What Does It Mean To Hear, “I’m Sorry” From The Narcissist?
Narcissists saying sorry always comes with a catch…
And yeah, you are always the one who suffers from it.
#1 They Want to Get Off the Hook
Getting off the hook is a quick and easy way of wanting to be seen as innocent. If they see you preventing them from walking their path of self-righteousness with this bee in your bonnet, they’ll do what it takes.
Sorry, okay? Can I go now? Can we move on?
It’s an urgency. It’s not an actual reflective look at their bad behavior toward you.
#2 The Non-Apology
This one really grates my garlic.
I mean it.
I hear it so much. And you know what? I still wonder why people buy it as a reasonable apology, because it’s far from it.

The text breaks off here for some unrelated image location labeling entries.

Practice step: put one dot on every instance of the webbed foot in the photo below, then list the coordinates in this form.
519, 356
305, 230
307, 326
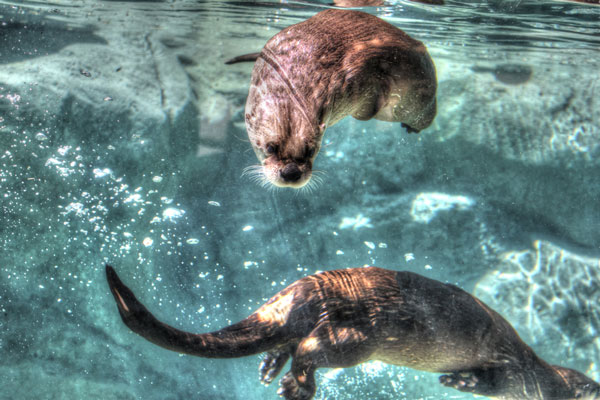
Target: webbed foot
291, 389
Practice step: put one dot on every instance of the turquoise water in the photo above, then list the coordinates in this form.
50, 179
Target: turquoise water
122, 141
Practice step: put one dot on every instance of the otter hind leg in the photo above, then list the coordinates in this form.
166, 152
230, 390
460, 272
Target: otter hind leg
482, 381
325, 347
272, 364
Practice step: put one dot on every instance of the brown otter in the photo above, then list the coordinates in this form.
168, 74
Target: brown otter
346, 317
314, 73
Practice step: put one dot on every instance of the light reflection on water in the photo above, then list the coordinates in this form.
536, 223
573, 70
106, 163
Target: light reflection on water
76, 196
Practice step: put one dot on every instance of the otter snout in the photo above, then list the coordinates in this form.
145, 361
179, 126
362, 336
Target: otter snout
290, 173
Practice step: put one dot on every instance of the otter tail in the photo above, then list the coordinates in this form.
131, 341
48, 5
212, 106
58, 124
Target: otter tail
249, 336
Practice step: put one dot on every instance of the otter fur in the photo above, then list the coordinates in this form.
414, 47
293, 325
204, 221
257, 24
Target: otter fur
312, 74
345, 317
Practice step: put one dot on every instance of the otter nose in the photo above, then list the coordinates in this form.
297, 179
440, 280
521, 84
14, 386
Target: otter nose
290, 173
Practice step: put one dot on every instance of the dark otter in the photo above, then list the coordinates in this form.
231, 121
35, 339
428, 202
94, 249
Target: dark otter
346, 317
314, 73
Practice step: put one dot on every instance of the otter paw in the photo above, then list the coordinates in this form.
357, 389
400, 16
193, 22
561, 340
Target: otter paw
291, 390
271, 365
465, 382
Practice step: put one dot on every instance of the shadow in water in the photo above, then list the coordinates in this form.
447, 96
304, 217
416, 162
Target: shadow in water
22, 41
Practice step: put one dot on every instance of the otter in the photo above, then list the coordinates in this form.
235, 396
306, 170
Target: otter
312, 74
345, 317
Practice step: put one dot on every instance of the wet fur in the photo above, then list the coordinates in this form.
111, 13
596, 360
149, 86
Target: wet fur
314, 73
346, 317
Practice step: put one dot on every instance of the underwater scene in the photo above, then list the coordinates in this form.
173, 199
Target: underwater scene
453, 144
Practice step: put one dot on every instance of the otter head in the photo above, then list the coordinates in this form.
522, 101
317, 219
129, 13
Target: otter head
286, 152
284, 131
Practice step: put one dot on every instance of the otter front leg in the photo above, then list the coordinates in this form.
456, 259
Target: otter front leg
325, 347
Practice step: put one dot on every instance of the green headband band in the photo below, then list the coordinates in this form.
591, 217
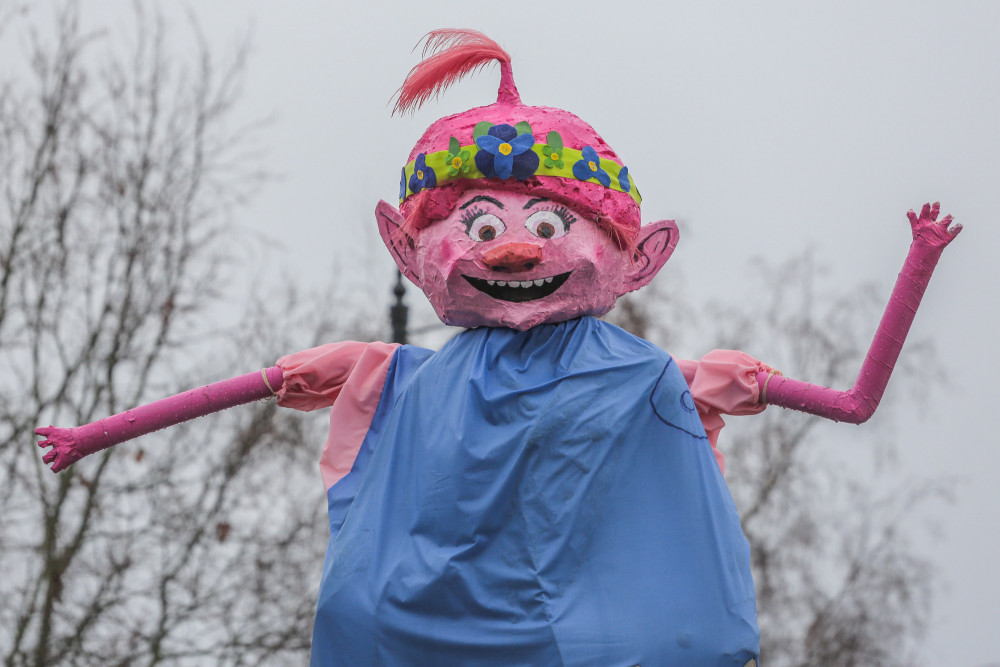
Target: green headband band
500, 153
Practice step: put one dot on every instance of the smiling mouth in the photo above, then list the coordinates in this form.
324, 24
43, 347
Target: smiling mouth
519, 291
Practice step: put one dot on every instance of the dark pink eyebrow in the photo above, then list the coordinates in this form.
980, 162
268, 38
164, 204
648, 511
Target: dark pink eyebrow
532, 202
481, 198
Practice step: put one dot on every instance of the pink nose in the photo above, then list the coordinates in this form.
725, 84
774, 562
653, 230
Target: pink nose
513, 257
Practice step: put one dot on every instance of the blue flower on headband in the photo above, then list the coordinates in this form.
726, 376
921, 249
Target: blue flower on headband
623, 180
504, 153
423, 176
590, 167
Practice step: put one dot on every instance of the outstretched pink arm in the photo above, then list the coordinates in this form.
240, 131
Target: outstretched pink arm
69, 445
857, 404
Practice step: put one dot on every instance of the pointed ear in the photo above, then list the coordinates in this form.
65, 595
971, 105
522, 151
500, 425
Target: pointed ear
656, 243
399, 243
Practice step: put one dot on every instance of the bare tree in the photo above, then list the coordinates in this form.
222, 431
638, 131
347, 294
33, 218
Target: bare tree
837, 581
119, 169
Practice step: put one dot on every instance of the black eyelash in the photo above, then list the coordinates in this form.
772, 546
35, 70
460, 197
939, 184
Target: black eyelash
564, 215
469, 217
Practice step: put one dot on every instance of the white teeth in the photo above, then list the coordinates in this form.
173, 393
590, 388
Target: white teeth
537, 282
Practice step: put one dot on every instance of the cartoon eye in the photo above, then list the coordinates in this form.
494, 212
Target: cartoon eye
485, 227
546, 224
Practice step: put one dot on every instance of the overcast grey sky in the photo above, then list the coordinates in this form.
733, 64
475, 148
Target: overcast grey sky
763, 128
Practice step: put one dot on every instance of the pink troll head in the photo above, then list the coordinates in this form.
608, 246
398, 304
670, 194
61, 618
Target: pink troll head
512, 215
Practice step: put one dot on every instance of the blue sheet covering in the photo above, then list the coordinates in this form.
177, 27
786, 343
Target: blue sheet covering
538, 498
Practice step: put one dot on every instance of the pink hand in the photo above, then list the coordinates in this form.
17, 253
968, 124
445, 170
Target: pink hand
69, 445
927, 228
63, 453
856, 405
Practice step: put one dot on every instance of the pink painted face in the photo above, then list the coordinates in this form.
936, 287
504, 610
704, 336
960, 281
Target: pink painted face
515, 260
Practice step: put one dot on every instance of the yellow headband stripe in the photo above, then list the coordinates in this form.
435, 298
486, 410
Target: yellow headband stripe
447, 170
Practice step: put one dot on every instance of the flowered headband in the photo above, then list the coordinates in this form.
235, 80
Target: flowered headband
510, 151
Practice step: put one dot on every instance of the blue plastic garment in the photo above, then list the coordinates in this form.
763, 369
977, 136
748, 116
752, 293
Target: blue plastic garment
539, 498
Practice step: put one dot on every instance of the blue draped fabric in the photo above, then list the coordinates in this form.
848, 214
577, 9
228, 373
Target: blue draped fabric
545, 497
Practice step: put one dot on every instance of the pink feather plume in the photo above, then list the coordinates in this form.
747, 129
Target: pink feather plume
455, 53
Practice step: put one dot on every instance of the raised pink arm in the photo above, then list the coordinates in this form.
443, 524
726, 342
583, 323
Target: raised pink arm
69, 445
857, 404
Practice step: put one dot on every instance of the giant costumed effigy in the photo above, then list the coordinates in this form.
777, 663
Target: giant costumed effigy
546, 488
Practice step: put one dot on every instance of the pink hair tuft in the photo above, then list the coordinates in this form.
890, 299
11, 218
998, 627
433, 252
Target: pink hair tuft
455, 53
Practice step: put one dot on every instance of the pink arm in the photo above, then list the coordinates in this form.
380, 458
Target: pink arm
69, 445
857, 404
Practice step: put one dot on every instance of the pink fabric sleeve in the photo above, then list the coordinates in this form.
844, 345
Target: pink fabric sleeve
349, 377
723, 382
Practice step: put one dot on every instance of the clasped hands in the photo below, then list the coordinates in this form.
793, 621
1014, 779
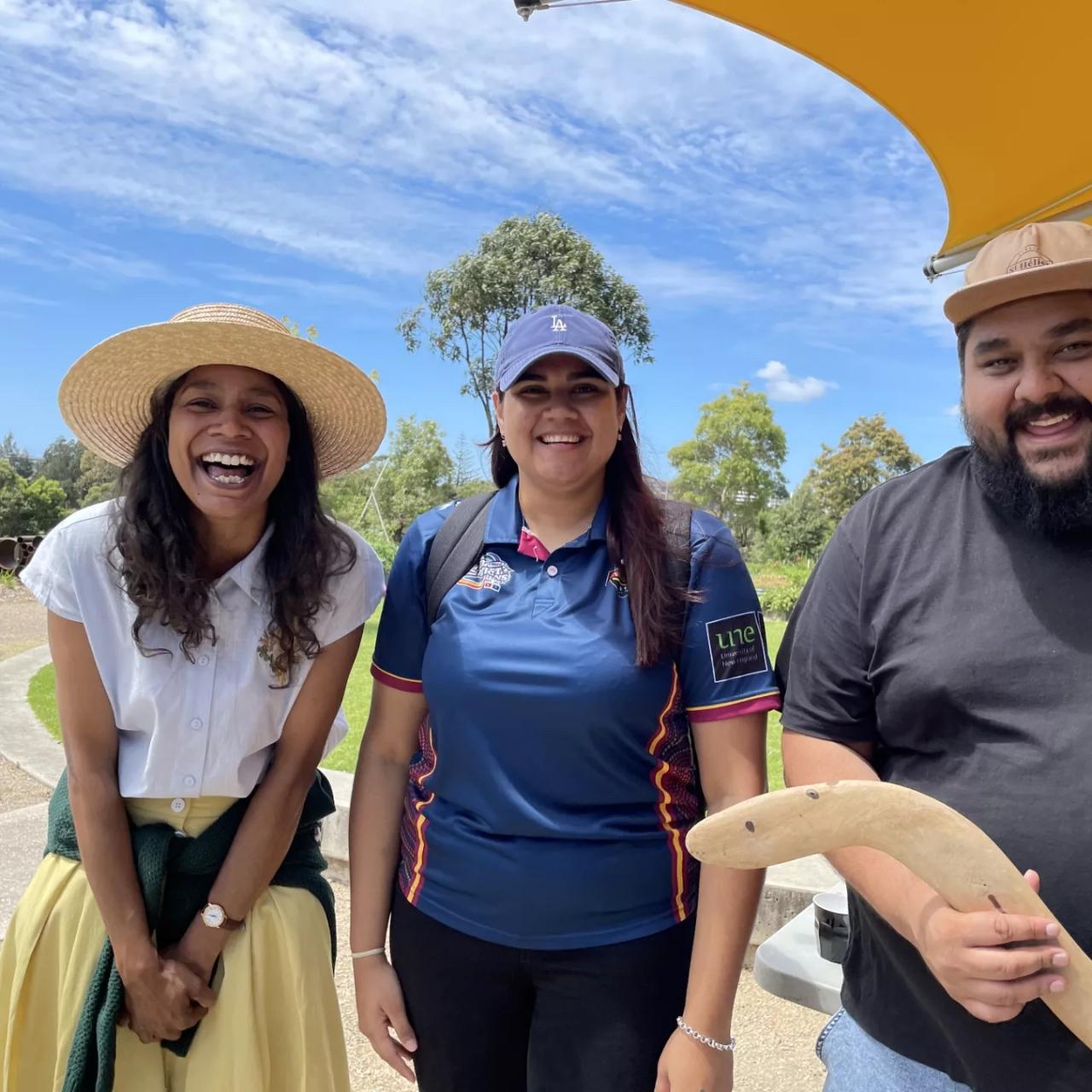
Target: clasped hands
167, 991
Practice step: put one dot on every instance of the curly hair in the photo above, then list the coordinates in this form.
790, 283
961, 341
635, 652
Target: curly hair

I’m sorry you feel that way.
I’m sorry you’re angry.
I’m sorry if you think I am being rude.
What these words or ‘gestures’ do is – in a very calculating manner – fail to address anything the narcissist has actually done. The apology is how sorry they are about how you feel, not how sorry they are that they created or caused that feeling.
They aren’t saying sorry for what they did, therefore they lack accountability.
As usual…
So yes, what you then start to look at is how invalidating a non-apology is. How it’s another chance for the narcissist to gaslight you into feeling bad about how you feel. It seems more like an inconvenience to them, rather than a moment they can reflect healthily upon.
It’s like they’re saying to you, “You shouldn’t feel that way, and I am not happy about it.”
And no, that’s clearly something you don’t need to bear the weight of.
#3 Lack of Authenticity
Isn’t it horrible when you see a narcissist say sorry but you know they don’t mean it?
They’re very good at saying the words, of course. They can say it with such gumption that you are almost taken aback.
But then what? I mean, I know from personal experience that seeing this kind of apology is never backed up with an ounce of self-reflection. They don’t look at what they’re apologizing for and really understand how it hurt you.
They don’t strive to do better next time. Apologies are not a lesson learned, they’re simply words that they think you want to hear so everything can go back to normal again…
…And so they can pretend what they did wrong never existed.
If they can acknowledge your feelings, they will be able to commit to changing. Narcissists don’t live in that world. They don’t even want to buy a ticket. They think they’re perfect, and they think an, “I’m sorry” is going to cut it without any subsequent work.
#4 You Think, “Wow, You’re Changing!”
Narcissists love to say sorry when they want you to believe they’re changing for the better. It gives them a little more time, you see, and they can’t wait to watch you react to that.
I am so sorry. I promise I will do better.
I promise I’ll change.
This is a big mistake. Falling into this trap means it’s going to open future doors of similarity. Whenever the narcissist makes a mistake or hurts your feelings, they are going to think they can get away with anything and everything.
Based on what?
Based on the premise that “they’re doing their best, and they’re trying to be better.”
#5 Wanting Life Back to Normal
Quick! Let’s sweep what I did wrong under the carpet so we can just get on with the day and pretend like nothing happened!
Wouldn’t that be great!
Everybody just ignores me, lets me do what I do, and then acts as though we are all fine!
Wow. Is it really that easy in their eyes?
Well – yes. That’s how they think. That’s what they expect.
#6 Cover The Cracks
Oops, look at all this mess. I know just what will cover this. I will say sorry and it will work like a cheap plaster over a huge, deep crack.
A narcissist could have written that – and it’s exactly what they love to think.
They see a problem, and they want to pacify it. How do they do that? Well, they will use your sadness as the catalyst for them appearing to save the say with an apology.
What they actually want is to just cover up what they did wrong.
Nobody suspects!
Everybody just gets on with their day!
Nothing to see here!
Avoiding the attention that comes with a non-apology, the narcissist is able to move past real issues without taking accountability for any of it. It can be so damaging when there are people they hurt left, right, and center who find it difficult to move past their wrongdoing.